Delineating Catalyst Deactivation Mechanisms in Electrocatalytic Glycerol Oxidation toward Biodiesel Wastewater/CO2 Co-valorization

Biodiesel plays a key role in achieving economy-wide decarbonization but its production discharges significant amounts of CO2 and glycerol-laden wastewater. Given the increasing abundance of biodiesel wastewater and low redox potential of glycerol, coupling the glycerol oxidation reaction (GOR) with CO2 electrolysis has emerged as an attractive strategy to achieve sustainable wastewater management, CO2 utilization, and green chemical synthesis in a single unit process.
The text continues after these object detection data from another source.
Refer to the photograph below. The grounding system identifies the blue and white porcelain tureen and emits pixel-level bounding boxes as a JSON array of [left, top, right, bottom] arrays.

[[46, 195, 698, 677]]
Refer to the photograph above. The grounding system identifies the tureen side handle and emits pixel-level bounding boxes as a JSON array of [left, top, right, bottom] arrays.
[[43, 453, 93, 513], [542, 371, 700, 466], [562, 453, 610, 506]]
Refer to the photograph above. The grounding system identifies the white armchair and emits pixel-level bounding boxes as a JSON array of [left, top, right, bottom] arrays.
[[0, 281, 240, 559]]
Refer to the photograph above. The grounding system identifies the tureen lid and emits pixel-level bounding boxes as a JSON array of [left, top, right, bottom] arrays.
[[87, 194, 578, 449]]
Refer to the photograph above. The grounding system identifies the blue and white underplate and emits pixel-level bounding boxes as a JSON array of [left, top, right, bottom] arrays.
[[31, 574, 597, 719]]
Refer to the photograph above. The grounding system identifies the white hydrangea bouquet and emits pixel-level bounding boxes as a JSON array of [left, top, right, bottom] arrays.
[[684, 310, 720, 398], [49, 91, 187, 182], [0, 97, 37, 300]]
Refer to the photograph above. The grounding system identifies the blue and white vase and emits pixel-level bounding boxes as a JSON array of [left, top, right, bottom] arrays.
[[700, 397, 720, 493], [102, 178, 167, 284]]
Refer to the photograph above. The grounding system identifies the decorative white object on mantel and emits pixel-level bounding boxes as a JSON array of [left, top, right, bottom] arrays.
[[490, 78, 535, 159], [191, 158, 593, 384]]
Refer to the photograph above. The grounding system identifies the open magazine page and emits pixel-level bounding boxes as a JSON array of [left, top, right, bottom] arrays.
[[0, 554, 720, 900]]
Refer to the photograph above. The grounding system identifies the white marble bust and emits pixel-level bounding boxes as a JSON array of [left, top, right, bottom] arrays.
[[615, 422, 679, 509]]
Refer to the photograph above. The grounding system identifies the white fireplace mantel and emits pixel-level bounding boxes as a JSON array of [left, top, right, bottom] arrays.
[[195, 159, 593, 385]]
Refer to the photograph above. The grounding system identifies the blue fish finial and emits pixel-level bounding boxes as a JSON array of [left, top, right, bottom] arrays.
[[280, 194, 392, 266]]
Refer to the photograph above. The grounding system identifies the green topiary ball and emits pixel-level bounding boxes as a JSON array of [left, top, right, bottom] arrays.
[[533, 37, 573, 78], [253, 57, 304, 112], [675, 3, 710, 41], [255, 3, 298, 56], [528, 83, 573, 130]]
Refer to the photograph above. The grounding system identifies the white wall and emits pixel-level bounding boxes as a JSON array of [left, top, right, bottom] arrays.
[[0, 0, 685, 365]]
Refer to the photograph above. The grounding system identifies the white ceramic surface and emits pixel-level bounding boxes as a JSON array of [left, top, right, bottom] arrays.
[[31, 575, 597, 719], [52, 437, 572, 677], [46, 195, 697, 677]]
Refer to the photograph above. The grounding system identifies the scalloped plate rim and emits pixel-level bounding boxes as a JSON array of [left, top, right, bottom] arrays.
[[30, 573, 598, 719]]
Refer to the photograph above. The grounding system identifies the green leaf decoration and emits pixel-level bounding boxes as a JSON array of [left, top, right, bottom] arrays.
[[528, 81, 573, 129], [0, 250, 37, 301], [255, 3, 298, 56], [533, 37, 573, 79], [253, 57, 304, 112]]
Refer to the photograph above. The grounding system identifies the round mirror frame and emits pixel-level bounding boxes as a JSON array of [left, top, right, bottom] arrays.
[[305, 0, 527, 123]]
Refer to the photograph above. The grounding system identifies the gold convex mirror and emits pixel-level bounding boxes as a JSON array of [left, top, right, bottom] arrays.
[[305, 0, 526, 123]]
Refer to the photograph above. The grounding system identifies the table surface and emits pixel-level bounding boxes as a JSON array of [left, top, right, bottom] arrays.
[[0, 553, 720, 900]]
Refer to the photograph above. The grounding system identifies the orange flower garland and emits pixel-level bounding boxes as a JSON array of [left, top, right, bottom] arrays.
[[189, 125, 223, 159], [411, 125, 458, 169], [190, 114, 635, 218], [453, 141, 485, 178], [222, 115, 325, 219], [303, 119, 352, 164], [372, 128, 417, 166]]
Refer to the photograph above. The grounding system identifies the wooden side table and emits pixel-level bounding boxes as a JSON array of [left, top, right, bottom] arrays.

Despite the need for highly stable catalysts, few studies have examined electrocatalyst deactivation in environmental waste streams. Here, we present a first-of-a-kind diagnostic study that investigates nickel (Ni) catalyst stability during the GOR in synthetic biodiesel wastewaters. A current decline of 99.7% was observed within 24 h of operation. This coincided with an 80% decrease in surface active Ni(II)/Ni(III) concentrations, 190-fold increases in interfacial impedance, and the appearance of electrode C-bonds that suggested surface coverage by GOR reactants and intermediates was likely a main contributor to loss in catalytic activity. Analyses in more complex electrolytes containing methanol and oleate suggested the emergence of distinct deactivation mechanisms through restricted NiOOH formation. Altogether, this study details several previously unreported catalyst deactivation mechanisms. These findings can ultimately help inform future catalyst design toward more practical and sustainable waste valorization.